I have two songs stuck in my head on repeat play right now.
One is O.A.R.’s “Shattered” (I saw them in concert a couple years ago–fab!)
“How many times can I break till I shatter? Over the line can’t define what I’m after I always turn the car around…”
This is the melancholy, angst-ridden me digging it.
The other is Natasha Bedingfield’s “Pocketful of Sunshine,” which asks someone to “Take me away…” and makes me smile every time I hear it; the tune is so catchy in spite of the lyrics being a little darker.
Ironically (or perhaps not so ironically) both are duelling one another in my head, speaking to me on different levels.
Like it is for so many people, music has always been an escape for me.
Though I don’t have an ear for music like my dad or brother (both of whom can hear any song and within a minute, play it on the guitar or piano) … and though my sister and I have both inherited the same lovely tonedeaf singing voices that we get from our mom … I love music.
And songs that have meaning stick with me and I’ll always have connotations about them. They remind me of people, of places, of things, and of my history and how I’ve changed over the years.

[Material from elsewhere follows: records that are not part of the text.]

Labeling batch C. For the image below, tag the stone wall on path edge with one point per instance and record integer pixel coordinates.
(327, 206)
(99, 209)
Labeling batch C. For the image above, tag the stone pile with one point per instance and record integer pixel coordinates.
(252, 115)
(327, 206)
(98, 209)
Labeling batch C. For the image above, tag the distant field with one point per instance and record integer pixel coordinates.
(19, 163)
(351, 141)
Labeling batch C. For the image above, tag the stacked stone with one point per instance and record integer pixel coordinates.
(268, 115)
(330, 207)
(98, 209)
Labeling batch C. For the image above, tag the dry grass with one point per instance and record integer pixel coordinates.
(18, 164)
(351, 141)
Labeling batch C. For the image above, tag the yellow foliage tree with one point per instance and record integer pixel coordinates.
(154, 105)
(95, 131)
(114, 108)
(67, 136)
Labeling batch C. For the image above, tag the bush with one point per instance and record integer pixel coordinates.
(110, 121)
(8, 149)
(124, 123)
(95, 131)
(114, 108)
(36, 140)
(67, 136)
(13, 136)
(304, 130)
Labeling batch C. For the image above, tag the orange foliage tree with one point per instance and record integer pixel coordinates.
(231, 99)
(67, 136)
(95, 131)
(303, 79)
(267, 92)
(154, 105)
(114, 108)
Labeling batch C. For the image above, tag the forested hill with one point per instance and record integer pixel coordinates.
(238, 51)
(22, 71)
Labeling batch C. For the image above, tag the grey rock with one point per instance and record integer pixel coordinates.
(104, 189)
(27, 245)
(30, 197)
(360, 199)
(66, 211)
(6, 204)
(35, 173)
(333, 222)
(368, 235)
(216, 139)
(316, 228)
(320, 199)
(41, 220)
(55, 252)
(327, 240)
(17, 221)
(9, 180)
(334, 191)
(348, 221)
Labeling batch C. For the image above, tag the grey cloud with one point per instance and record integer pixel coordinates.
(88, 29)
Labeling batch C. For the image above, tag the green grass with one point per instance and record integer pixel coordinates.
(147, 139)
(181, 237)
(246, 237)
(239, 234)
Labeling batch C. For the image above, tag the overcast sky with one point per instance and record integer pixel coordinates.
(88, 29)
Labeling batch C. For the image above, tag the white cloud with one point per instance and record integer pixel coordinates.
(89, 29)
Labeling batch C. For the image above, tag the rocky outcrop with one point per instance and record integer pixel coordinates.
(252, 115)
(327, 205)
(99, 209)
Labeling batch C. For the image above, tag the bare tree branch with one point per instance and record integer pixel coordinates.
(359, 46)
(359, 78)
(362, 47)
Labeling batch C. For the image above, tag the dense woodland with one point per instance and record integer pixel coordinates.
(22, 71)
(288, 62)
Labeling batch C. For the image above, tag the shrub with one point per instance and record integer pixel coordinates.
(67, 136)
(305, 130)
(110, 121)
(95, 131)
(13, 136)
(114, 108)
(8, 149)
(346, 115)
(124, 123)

For example, Sting, the Allman Brothers, the Beatles, Eddie Rabbit, Pink Floyd, Peter Gabriel … all remind me of my dad. I can still picture us dancing together in our living room on Saturday afternoons; when I was small, I’d dance on his feet, swaying to the music. (We danced to “Sweet Melissa” at my wedding).
When I got older, my siblings and I would “put on shows” on the stage my dad built and (I’m not kidding here!) charge our parents to watch us dance or roller-skate around our basement to “We Didn’t Start the Fire,” “Circle in the Sand,” and “Eternal Flame.”
Early ’90s techno like “Be My Lover,” “Boom Boom Boom,” and “This is Your Night” remind me of creating cheerleading routines with my best friend for the middle-school squad we coached, and dancing at the under-18 club in town on Friday nights.
Anything by New Kids on the Block or Ace of Base reminds me of my other best friend from high school; of easy times where we did Karaoke in our bedrooms and recorded ourselves during sleepovers, with not a care in the world.
And even though it was also my senior prom song, I still can’t hear Sarah Maclachlan’s “I Will Remember You” without thinking of the boy who broke my heart freshman year of college; it was a song he’d shared with me.
Indigo Girls remind me of living in my college dorm, blasting and singing “Ghost,” “Galileo” and “Romeo and Juliet” til we were blue in the face. (Same with Dixie Chicks, Sara Evans, and Bare Naked Ladies).
Or, “Seasons of Love” from RENT. That was another college staple and one that reminds me, like BNL, of my dear friend Jason.
Back when I lived in Buenos Aires during the fall semester of my junior year, I used to listen to my two-disc Dave Matthews Band w/ Tim Reynolds Live at Luther College on repeat play on the bus on my way to and from the university.
I’d drown out the sounds of Spanish around me, listening to my favorites like “No. 41″ and “Typical Situation.” Sometimes when I felt really homesick or nostalgic, I would close my eyes on my bed and listen to it in my host family’s house. Or go for long walks with my Walkman.
And then I met my husband, and though we have a shared love of Spanish rock/pop, “One Year of Love” by Queen became “our song.” One night when I was visiting him in El Salvador that first year we were apart, he put it on and asked me to slow dance with him and, wrapped in his arms, I just fell in love with the lyrics … and re-fell in love with him.
We danced to it at our wedding as our first couple dance, and it was like we were alone in the world, just the two of us on an island… yet we felt the heat and love from everyone around us, sheltering us, adoring us, in our little nook. It was nothing short of magical.
Music makes us feel good, takes us away, to another place. It helps me remember the past and look to the future with optimism.
And, like a good book, for just a few minutes, I can forget what I’m feeling.
How about you? How has music influenced your life? What songs stick out in your mind as defining you?